In 1965, my grandfather, then president of the Associated Press, delivered the Pulitzer Memorial Lecture at the Columbia University Graduate School of Journalism. “The concept, in any form, of a referee or a policeman sitting in judgment upon the performance of the press and seeking to enforce that judgment is fundamentally opposed to the concept of press freedom,” he said. He wrote frequently that to stave off a journalism “policeman,” the press needed to police itself — to be responsible.

Today, the gatekeepers are the geeky Zuckerbergs, the Jack Dorseys and Big Tech robber barons of Silicon Valley who, in their allegiance to the algorithm, to profits, to the increasing “wokeness” and goofy campus trends, are swimming in irresponsibility. In so doing, they are fomenting a public anger and anxiety that, too, will outlive Trump’s presidency.

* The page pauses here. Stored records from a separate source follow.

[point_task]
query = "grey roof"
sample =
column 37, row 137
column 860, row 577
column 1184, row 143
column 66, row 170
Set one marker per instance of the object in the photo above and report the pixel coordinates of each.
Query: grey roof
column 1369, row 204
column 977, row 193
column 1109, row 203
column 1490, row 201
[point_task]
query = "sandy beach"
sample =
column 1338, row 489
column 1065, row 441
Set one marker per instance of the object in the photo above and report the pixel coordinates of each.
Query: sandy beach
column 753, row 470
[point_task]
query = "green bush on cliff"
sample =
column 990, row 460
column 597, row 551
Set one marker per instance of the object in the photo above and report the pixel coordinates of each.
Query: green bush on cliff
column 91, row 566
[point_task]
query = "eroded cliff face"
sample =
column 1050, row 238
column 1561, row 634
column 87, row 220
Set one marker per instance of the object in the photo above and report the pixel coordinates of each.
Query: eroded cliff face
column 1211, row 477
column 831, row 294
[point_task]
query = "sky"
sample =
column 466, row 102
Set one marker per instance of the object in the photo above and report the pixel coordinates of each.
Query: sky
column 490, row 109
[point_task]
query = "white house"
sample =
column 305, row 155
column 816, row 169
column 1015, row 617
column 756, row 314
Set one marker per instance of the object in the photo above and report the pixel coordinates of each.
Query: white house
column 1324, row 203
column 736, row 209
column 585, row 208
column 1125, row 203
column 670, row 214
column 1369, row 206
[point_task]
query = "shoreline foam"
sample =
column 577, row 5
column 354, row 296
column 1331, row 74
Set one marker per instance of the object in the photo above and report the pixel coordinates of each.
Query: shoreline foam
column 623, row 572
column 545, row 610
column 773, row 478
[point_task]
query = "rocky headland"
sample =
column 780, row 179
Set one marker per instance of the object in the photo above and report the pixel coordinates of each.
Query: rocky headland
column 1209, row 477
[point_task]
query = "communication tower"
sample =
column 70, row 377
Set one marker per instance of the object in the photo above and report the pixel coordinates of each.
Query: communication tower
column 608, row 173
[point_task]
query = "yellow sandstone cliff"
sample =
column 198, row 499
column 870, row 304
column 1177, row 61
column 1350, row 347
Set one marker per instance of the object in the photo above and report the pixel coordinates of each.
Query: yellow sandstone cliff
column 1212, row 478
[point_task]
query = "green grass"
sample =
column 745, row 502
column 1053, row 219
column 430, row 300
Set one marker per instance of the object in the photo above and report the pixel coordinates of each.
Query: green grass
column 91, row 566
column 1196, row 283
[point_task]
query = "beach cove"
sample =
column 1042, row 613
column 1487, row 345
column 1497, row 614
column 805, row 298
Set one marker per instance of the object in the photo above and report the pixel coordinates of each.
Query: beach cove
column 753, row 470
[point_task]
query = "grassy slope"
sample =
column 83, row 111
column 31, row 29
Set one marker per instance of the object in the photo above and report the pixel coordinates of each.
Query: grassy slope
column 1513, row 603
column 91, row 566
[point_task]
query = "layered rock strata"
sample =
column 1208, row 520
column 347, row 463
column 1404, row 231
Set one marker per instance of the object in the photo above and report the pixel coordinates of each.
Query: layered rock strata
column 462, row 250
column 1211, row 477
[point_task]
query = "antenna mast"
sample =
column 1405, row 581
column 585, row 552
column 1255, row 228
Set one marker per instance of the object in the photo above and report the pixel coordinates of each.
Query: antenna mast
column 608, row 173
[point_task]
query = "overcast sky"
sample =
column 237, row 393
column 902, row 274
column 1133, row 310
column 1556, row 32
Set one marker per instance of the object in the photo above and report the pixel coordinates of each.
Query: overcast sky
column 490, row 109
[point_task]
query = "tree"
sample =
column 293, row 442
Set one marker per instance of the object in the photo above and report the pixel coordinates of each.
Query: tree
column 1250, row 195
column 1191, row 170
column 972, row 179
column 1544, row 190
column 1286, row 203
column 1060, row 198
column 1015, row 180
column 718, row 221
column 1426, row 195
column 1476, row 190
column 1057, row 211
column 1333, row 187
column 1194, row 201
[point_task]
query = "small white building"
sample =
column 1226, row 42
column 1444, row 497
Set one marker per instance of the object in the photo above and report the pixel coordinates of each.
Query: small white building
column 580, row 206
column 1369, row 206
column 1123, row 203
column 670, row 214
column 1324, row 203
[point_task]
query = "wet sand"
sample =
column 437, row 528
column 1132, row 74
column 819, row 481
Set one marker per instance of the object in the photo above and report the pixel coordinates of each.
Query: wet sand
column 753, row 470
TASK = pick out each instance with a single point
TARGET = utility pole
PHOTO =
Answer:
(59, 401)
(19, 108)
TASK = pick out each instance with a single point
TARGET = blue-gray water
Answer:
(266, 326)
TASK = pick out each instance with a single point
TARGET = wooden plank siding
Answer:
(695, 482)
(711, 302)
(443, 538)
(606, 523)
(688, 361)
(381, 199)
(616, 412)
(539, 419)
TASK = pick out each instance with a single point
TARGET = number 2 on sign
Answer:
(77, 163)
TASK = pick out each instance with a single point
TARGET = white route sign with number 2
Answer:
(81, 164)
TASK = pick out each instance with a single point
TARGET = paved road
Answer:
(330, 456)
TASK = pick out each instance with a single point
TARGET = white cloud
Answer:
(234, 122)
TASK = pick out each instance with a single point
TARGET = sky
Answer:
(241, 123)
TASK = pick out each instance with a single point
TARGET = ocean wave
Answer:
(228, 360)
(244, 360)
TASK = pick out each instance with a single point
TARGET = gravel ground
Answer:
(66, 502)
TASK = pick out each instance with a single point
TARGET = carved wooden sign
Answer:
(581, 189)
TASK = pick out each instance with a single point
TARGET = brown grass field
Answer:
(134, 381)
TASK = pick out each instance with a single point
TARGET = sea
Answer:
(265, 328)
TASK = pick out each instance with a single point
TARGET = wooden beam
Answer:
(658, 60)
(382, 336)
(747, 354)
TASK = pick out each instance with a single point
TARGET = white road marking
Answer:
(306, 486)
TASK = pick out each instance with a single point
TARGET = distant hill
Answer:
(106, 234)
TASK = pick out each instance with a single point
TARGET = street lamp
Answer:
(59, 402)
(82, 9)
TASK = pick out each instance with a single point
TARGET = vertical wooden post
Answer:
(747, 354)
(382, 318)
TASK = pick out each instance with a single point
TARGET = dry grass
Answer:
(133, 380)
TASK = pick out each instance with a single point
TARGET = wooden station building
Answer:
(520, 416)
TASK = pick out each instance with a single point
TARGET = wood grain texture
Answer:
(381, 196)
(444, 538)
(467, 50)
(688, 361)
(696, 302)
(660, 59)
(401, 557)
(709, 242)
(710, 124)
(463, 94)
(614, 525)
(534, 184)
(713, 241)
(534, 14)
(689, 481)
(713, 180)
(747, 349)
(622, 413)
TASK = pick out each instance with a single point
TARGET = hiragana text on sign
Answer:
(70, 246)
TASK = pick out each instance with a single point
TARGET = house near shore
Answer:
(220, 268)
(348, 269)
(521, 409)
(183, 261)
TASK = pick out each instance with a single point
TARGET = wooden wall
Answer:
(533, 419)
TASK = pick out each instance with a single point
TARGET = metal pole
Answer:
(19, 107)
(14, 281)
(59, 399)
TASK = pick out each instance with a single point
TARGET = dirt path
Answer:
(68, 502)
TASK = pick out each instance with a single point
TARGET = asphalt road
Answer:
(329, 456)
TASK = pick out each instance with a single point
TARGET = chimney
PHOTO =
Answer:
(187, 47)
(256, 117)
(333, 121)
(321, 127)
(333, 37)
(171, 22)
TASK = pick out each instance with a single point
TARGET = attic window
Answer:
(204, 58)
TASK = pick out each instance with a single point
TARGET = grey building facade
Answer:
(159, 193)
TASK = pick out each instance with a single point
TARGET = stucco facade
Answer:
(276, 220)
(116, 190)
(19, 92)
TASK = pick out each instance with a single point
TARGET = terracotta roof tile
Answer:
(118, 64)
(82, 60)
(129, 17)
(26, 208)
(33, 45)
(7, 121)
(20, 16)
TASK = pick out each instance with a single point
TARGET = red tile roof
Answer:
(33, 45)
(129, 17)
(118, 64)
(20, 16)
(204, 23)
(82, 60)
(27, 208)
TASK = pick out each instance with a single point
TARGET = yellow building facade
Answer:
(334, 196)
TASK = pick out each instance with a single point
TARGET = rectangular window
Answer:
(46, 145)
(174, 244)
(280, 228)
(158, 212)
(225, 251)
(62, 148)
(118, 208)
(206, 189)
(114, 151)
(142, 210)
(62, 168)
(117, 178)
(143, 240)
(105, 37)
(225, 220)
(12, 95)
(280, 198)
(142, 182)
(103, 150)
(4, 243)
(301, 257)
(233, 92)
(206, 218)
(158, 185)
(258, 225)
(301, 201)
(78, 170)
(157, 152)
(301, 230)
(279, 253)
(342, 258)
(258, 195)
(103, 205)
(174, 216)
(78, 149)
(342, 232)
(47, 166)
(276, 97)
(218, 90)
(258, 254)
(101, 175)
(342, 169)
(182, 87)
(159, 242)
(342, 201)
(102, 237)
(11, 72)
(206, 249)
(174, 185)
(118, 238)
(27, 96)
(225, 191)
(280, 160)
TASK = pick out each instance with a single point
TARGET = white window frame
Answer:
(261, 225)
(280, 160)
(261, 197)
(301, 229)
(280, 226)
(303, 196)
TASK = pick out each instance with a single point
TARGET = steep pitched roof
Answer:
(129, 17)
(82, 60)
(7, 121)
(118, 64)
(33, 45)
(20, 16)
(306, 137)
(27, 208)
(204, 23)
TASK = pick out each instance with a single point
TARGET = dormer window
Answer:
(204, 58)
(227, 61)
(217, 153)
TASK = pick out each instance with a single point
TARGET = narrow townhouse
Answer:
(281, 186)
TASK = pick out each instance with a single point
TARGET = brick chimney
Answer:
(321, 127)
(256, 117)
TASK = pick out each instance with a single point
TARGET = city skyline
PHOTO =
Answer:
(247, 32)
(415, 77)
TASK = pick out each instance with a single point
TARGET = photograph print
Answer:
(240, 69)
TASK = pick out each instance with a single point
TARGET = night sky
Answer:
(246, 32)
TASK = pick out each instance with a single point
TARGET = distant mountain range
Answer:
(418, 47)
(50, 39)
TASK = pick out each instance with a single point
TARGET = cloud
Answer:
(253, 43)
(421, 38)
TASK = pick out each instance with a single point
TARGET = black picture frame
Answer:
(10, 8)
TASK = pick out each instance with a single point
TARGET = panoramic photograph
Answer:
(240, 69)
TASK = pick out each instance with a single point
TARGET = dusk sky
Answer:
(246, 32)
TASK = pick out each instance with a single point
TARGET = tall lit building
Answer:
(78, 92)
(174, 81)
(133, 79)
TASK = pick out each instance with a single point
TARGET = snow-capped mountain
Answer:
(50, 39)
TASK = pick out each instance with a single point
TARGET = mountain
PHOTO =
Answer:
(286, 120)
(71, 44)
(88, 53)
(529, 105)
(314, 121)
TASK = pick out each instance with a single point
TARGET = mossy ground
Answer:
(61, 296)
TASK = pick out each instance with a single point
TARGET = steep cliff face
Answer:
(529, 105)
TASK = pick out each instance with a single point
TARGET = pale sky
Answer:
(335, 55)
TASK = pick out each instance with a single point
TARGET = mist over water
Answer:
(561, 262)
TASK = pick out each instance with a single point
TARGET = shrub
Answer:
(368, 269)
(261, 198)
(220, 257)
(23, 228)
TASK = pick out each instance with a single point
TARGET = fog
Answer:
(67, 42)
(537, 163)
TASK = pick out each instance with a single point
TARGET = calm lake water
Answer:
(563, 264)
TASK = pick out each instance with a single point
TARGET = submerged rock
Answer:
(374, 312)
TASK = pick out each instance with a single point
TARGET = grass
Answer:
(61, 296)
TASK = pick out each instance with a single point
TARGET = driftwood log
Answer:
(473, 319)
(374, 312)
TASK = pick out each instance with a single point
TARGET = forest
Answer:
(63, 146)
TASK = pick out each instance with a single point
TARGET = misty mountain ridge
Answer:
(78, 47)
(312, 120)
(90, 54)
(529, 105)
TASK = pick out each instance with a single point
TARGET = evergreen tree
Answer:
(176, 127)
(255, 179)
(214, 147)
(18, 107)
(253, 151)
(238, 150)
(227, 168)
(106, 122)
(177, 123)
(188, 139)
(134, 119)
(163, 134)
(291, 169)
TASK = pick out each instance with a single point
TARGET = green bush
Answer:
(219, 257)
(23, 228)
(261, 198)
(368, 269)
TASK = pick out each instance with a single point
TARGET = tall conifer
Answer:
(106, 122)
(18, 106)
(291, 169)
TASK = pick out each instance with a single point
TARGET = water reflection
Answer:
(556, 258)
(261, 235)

The center of journalism is gone, and with it, the center of politics and of corporate America. In the absence of the center’s gravitational pull, the planets are spinning further out into a distant, radical orbit. It is worsening as the campus “woke” matriculate into the workforce.

But given the rapid evolution of technology, the Big Tech oligarchs who help shape opinion, whether through access or censorship, will evolve, too.

This week, I interviewed Yale computer scientist David Gelernter, who described how a team at Yale, and other computer scientists elsewhere, is developing block-chain technology that will, in effect, give ordinary citizens proprietary rights and ownership over their own social media postings, a form of citizen journalism that no corporate overlords, no algorithm, can censor or control — yet, anyway.

This is the battle most likely to determine the outcome of the post-Trump political wrangling we’re about to see, especially on the Right. The fact that the Senate trial won’t convene until after Trump is out of office, combined with the deplatforming medley, ensures the president a muted voice on his way out. But his supporters see this as a reflection of what they have been subjected to, namely being ignored until Trump came to speak to and for them. The near future of the country and of the Republican Party will be shaped by the legacy of a twice-impeached president and the fractured polity over which he presided.